Ann Arbor – It’s amazing how a few simple changes can transform one’s perception of a car. A regular Mustang GT is nice enough, but you can hardly say it’s cool.
Unless, that is, you’re sitting inside a Bullitt edition GT. Yes, that’s Bullitt as in the movie immortalized by one Steve McQueen and a Mustang GT 390 dueling with a on the streets of San Francisco. Ford could be accused of mild cynicism in cashing in on the movie’s Mustang goodwill, but we are definitely not complaining about the result.
The changes start on the outside. The Mustang was redesigned for the 1999 model year with creases and flat planes laid over the bulging curves of the ’94 model. Critics hated the redesign, but a couple of subtle modifications to the C-pillar and the rear quarter-panel make the Bullitt GT far more pleasing to behold. The look is muscular and masculine, helped by a lowered suspension, a new rocker-panel molding, and sexy Superior mag-style wheels. A racy aluminum fuel-filler flap completes the exterior package.
Inside, the Ford designers have transformed a cabin that was an accountant’s dream into something we actually like. For that, we have merely to thank a brushed aluminum ball shifter and shifter bezel, as well as bright metal doorsill plates (compete with Bullitt movie logo) and alloy pedal covers. The cabin sports some very retro seats clad in dark leather and some equally retro instrument graphics. The interior hardly becomes a style center, but it feels classier and is more of a tribute to its forebears.
But Ford didn’t neglect the suspension and the engine. The Bullitt GT’s 4.6-liter SOHC V-8 produces 265 horsepower and 305 pound-feet of torque, modest increases over the stock GT’s 260 hp and 302 lb-ft. However, the torque curve is much flatter, with close to 300 lb-ft available at 2000 instead of 3000 rpm. The car was lowered by 0.75 inch, the Tokico struts and dampers were revalved, thicker rear and thinner front anti-roll bars were fitted, and a front body brace was added. The Bullitt GT has 13.0-inch front discs from the SVT Cobra in place of the GT’s 11.0-inch-diameter discs, as well as Cobra calipers–painted red for dramatic effect.

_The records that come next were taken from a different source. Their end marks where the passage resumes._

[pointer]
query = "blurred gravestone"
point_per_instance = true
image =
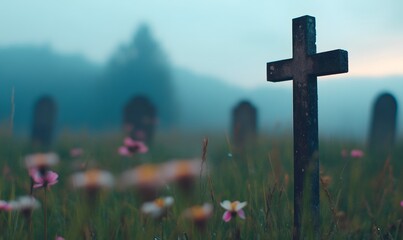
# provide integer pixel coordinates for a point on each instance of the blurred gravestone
(44, 117)
(244, 118)
(140, 119)
(383, 125)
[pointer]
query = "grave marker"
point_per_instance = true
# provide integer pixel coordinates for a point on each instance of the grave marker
(383, 125)
(304, 68)
(140, 119)
(243, 124)
(43, 124)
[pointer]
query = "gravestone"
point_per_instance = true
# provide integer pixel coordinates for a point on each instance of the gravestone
(43, 124)
(140, 119)
(304, 68)
(244, 118)
(383, 126)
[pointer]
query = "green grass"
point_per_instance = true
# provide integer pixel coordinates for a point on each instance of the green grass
(362, 200)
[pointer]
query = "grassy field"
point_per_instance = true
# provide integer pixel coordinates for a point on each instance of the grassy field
(360, 197)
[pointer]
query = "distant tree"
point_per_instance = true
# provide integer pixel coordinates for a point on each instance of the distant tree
(139, 68)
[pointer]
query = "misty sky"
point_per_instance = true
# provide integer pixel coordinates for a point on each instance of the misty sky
(228, 39)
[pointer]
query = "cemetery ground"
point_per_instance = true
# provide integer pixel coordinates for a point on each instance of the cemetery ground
(360, 196)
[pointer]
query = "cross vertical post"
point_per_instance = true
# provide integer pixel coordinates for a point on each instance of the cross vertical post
(304, 68)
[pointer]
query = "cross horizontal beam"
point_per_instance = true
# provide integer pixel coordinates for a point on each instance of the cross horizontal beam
(321, 64)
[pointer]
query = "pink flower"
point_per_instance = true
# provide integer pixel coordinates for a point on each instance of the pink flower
(233, 209)
(4, 206)
(344, 153)
(356, 153)
(48, 179)
(76, 152)
(131, 147)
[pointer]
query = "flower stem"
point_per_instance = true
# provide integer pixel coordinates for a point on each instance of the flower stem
(44, 216)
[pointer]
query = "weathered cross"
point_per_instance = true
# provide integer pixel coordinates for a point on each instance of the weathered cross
(304, 68)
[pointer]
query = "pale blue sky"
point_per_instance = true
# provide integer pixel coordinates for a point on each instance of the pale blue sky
(228, 39)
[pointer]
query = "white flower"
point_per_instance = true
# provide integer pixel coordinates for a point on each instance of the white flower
(25, 203)
(233, 209)
(157, 207)
(41, 160)
(92, 179)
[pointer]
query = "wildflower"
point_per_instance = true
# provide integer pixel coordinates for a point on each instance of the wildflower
(326, 180)
(158, 207)
(130, 147)
(183, 172)
(47, 179)
(356, 153)
(76, 152)
(4, 206)
(344, 153)
(199, 214)
(147, 178)
(25, 204)
(41, 161)
(233, 209)
(92, 179)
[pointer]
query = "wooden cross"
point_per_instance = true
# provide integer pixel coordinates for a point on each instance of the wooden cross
(304, 68)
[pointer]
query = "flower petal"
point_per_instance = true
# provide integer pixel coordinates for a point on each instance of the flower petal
(227, 216)
(226, 205)
(241, 214)
(124, 151)
(239, 206)
(129, 142)
(51, 176)
(38, 185)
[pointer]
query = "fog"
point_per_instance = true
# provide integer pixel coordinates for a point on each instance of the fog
(91, 96)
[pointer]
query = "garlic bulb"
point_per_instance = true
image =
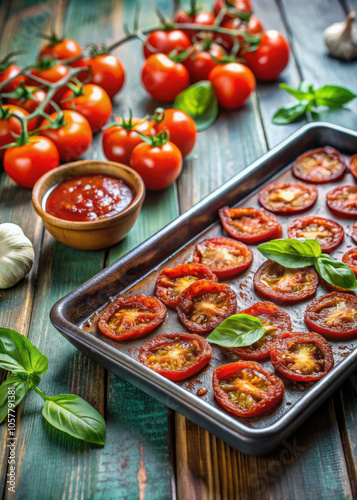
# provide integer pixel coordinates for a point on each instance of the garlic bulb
(16, 255)
(341, 38)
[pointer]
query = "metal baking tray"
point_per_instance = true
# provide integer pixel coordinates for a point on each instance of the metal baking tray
(75, 315)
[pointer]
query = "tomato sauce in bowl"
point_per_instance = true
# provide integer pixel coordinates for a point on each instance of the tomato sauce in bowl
(87, 198)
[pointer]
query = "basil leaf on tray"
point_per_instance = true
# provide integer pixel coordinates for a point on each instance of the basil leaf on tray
(238, 330)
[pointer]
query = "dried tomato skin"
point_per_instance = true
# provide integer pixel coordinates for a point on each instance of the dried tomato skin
(284, 296)
(228, 271)
(287, 340)
(197, 289)
(272, 229)
(326, 151)
(282, 322)
(161, 340)
(150, 304)
(200, 271)
(301, 223)
(314, 321)
(289, 210)
(274, 393)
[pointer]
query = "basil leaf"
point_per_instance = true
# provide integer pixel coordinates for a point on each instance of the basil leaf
(22, 352)
(21, 388)
(333, 96)
(290, 113)
(335, 272)
(237, 331)
(71, 414)
(291, 253)
(200, 102)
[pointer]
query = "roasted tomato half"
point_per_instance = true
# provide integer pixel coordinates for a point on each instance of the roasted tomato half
(131, 317)
(176, 355)
(205, 304)
(171, 282)
(246, 389)
(342, 202)
(287, 285)
(328, 233)
(226, 257)
(302, 356)
(285, 198)
(250, 225)
(274, 320)
(334, 315)
(320, 166)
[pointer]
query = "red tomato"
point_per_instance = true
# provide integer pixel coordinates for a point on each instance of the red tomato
(107, 72)
(171, 282)
(270, 58)
(233, 84)
(159, 166)
(92, 102)
(165, 42)
(327, 232)
(119, 140)
(26, 164)
(163, 78)
(226, 257)
(176, 356)
(302, 356)
(287, 198)
(205, 304)
(320, 166)
(342, 202)
(274, 320)
(285, 285)
(333, 315)
(182, 129)
(73, 138)
(250, 225)
(246, 389)
(131, 317)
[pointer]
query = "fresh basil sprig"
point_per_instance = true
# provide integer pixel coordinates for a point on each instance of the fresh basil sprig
(303, 252)
(238, 330)
(200, 102)
(329, 96)
(67, 412)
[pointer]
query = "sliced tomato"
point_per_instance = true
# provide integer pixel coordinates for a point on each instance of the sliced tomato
(131, 317)
(327, 232)
(176, 356)
(320, 166)
(302, 356)
(205, 304)
(274, 320)
(250, 225)
(246, 389)
(285, 198)
(342, 202)
(287, 285)
(334, 315)
(171, 282)
(226, 257)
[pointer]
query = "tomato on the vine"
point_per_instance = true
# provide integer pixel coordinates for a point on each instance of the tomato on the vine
(159, 162)
(119, 139)
(164, 78)
(271, 56)
(91, 101)
(26, 163)
(233, 83)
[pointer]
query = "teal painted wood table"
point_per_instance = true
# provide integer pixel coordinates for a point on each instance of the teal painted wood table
(152, 452)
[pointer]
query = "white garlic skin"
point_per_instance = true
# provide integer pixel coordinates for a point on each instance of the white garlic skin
(16, 255)
(341, 38)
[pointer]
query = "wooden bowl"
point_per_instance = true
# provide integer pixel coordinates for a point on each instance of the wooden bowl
(91, 235)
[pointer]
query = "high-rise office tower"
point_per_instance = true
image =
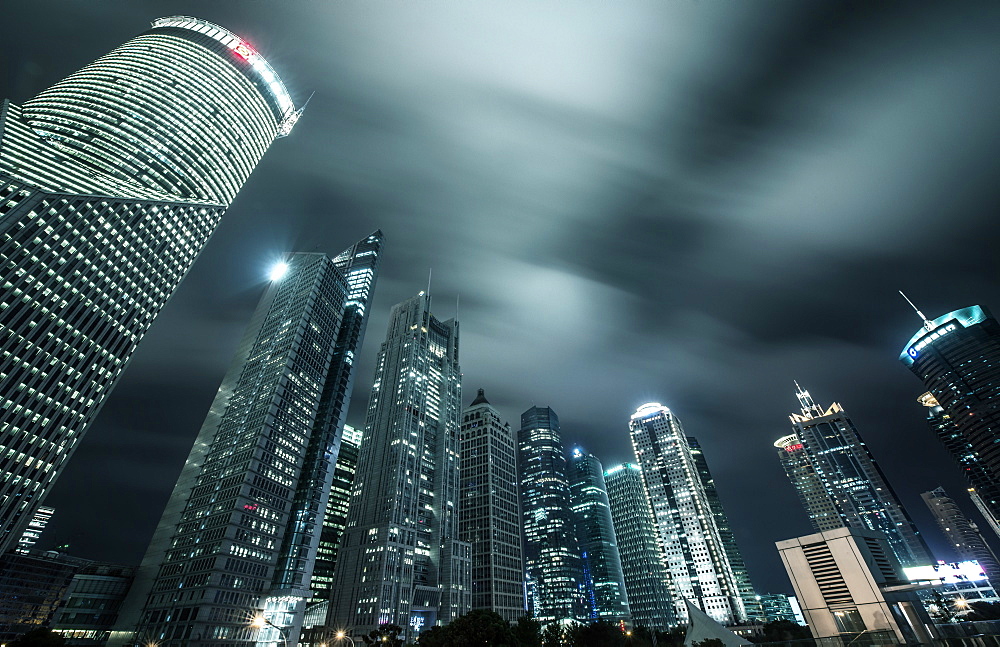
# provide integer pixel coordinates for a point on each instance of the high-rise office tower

The Bullitt GT feels more eager to go street racing, with more low-down urgency and a serious desire to smoke the rear tires from every stoplight. The exhaust note is badder, a Sixties V-8 soundtrack with a sweet “bop-bop” on the over-run. The brakes provide more bite and confidence, but the handling still suffers from the curious front/rear disconnect that plagues the current Mustang, where the front end feels softer and less planted than the rear. However, the Bullitt turns in more crisply than does the GT, and it doesn’t understeer as much. It still rides pretty softly, which is good for your fillings if not for ultimate grip and handling.
Still, we like the Mustang Bullitt GT. It costs $3600 more than a regular GT–putting it perilously close to the Cobra, a better and faster car. Still, we suspect that the Bullitt GT’s 6500 customers won’t care. We just hope they order their cars in Bullitt-correct dark green, rather than the available blue or black.